In a scathing, 1,652-page ruling, Kessler ordered tobacco makers to publish newspaper advertisements enumerating the health consequences of smoking. Companies were also ordered to stop labeling some varieties of cigarettes as “low tar,” “light,” “ultra light,” “mild” and “natural,” because the relative safety such words connote has no scientific validity.

“Over the course of more than 50 years, defendants lied, misrepresented, and deceived the American public, including smokers and the young people they avidly sought as ‘replacement smokers,’ about the devastating health effects of smoking and environmental tobacco smoke, they suppressed research, they destroyed documents, they manipulated the use of nicotine so as to increase and perpetuate addiction, they distorted the truth about low-tar and light cigarettes so as to discourage smokers from quitting, and they abused the legal system in order to achieve their goal—to make money with little, if any, regard for individual suffering, soaring health costs, or the integrity of the legal system,” Kessler wrote.

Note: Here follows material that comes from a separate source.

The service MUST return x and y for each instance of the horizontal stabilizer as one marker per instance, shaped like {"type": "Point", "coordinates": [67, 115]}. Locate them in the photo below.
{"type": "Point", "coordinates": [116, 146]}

“In short, Defendants have marketed and sold their lethal product with zeal, with deception, with a single-minded focus on their financial success, and without regard for the human tragedy or social costs that success exacted.” The tobacco industry, she wrote, continues “to falsely deny and distort the serious health effects of smoking” while denying that nicotine is an addictive substance.

The tobacco companies “concealed and suppressed research data and other evidence that nicotine is addictive.... Defendants’ internal documents reflect a sophisticated understanding of nicotine and its role in creating smoking addiction—an understanding that is totally inconsistent with their long-standing public denials that nicotine is addictive. In addition, it is clear that Defendants intentionally withheld from public dissemination, from the public health community, and from government authorities, accurate and important information regarding the addictiveness of nicotine in cigarettes.

She further found that companies “have falsely denied that they can and do control the level of nicotine delivered in order to create and sustain addiction” and devoted vast resources and research to ensure that “all cigarettes delivered doses of nicotine adequate to create and sustain addiction.”

Indeed, a January 2007 study by the Harvard School of Public Health found that tobacco companies increased nicotine concentration levels in cigarettes by 11 percent between 1998 and 2005—even as the tobacco industry was being criminally prosecuted for the practice.